Ari solo tenia 8 años cuando armó el rompecabezas de 2000 piezas. Eso fue antes de que aparecieran los cadáveres humanos suspendidos en el aire. Sin duda, había algo especial en ella, una predestinacion, un enigma superior y concluyente que algún día se revelaría ante nosotros, para salvarnos o salvarse ella.

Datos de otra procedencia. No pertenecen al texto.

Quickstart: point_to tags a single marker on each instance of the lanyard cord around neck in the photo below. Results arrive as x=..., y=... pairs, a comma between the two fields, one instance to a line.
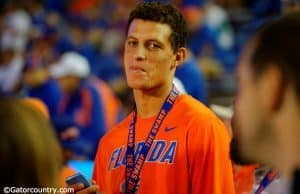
x=268, y=178
x=133, y=167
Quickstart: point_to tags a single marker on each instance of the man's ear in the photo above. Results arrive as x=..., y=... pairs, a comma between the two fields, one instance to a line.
x=272, y=88
x=180, y=56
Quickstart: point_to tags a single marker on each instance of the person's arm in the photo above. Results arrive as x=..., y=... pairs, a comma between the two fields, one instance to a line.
x=99, y=168
x=208, y=154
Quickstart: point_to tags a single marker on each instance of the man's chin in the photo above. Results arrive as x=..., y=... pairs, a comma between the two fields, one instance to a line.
x=236, y=155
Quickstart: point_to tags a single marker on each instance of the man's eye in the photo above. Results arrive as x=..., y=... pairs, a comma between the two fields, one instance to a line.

Habíamos salido huyendo de la miseria, en un país regido por infames. Vendimos lo que teníamos y tomamos el autobús al sur. Paramos en Peru, cuando ya la gravidez de Leonor, mi mujer, nos avisara que estaba en los dias, modificando nuestras cuentas. Uno cuando huye, se somete a la incertidumbre del porvenir y por tanto, a la piedad del tiempo y a la voluntad del espacio.

En el refugio nos trataron bien. La caridad y los ahorros ayudaron a superar la prueba. Aunque pienso que debí venirme sólo y no exponer a mi familia a semejante odisea.

Eso meditaba, sentado y mirando al vacío. Cuando Ari, dejó de contemplar la imágen del rompecabezas armado y se acercó para invitarme a verlo.

– No temas papá – Me dijo compasiva – mira que no fue difícil armar el rompecabezas.

– Que bien hija, así lo colgamos en la pared, para adornar esto.

– No -agregó tajante – dejaría de cumplir su función- Dicho esto, lo desarmó, lo metió en su caja y se marchó.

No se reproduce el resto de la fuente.